I have a lot of art in my house. Well, actually, I have a lot of stuff at my house, but let's stick with art for this moment. I'm going to share some pictures to prove my point, although the photos are really poor quality. I took them rapidly the night before I evacuated my house. I wasn't worried about the quality; I was making a reminder list for myself, in case I had to list my losses for the insurance company.
Over the past few years I've looked around my house and thought about what I would take with me if I had to leave here, but my thoughts had a different focus. I was thinking along the lines of if my health failed, and it were necessary for me to live with one of my children.
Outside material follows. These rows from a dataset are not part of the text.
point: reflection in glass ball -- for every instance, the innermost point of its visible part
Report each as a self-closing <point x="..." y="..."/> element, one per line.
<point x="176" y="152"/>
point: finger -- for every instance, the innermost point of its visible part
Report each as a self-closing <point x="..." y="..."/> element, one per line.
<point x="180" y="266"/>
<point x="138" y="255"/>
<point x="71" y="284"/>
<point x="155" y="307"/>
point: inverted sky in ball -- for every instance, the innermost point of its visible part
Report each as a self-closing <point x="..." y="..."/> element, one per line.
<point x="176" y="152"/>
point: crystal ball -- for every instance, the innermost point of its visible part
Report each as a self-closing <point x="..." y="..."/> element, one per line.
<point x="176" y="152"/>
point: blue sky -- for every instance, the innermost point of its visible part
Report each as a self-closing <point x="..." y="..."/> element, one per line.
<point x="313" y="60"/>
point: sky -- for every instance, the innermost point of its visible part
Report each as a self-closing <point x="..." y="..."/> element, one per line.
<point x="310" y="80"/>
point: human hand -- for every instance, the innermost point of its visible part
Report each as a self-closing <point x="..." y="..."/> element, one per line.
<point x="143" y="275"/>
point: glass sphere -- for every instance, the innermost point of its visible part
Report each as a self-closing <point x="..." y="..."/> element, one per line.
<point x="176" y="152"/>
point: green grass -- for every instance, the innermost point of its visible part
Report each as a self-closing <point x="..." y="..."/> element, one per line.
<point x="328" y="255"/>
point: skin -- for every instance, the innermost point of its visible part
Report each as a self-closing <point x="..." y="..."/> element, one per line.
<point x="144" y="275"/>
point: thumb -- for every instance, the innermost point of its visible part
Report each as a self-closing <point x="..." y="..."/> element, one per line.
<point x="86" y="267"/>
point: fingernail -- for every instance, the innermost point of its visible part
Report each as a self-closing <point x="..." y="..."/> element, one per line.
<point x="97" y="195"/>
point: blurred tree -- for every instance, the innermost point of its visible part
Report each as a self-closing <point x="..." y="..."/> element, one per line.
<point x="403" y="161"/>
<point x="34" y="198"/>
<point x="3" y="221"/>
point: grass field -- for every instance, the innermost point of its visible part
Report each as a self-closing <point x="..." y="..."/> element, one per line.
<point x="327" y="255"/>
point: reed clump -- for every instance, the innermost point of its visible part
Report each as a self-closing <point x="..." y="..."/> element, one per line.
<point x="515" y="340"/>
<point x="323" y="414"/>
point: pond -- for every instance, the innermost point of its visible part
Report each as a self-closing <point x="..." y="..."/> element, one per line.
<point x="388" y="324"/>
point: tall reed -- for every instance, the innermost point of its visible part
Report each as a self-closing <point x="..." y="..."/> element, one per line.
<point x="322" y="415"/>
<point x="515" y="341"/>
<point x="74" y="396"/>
When I left Kansas City, I downsized from nearly 3000 square feet to 1300 square feet. In the five years I've lived in this house I've accumulated more stuff, of course, and I really need to thin it out again. Back to the "what if," I was thinking that if it became necessary to leave here, I would be able to take only a small amount of what I have. After all, I would be moving into their home, probably to a room. I couldn't expect them to put aside their own style to make room for mine.
Well, every time I had this conversation in my head, looking around at my walls, I came to the same conclusion: I can't ever leave this house, because I couldn't choose! I love it all! I've collected fine art and folk art in my travels, and each holds a memory for me. I have art that recalls people and events special in my life. Some of the are reflects who I am. Parting with any would be so difficult.
On Saturday morning, I loaded the Five P's into the truck (People & Pets, Prescriptions, important Papers, family Pictures, and Personal computer). The last was the pets, then I went back up the steps to lock the door. As I pulled the door closed, I paused for a moment and scanned the living room, thinking "Did I forget anything?" And it struck me that when it comes down to the nitty-gritty .... what really mattered was already in my car. Yes, I would miss having the art I've collected over the years, but it wouldn't be devastating.
Isn't it amazing how our thoughts may change when pressured by a real life crisis? I'm glad to know I can move ahead if necessary. I'm also encouraged to get back to another round of downsizing! No the art won't go until the last hurrah, but I can trim my "stuff," for sure.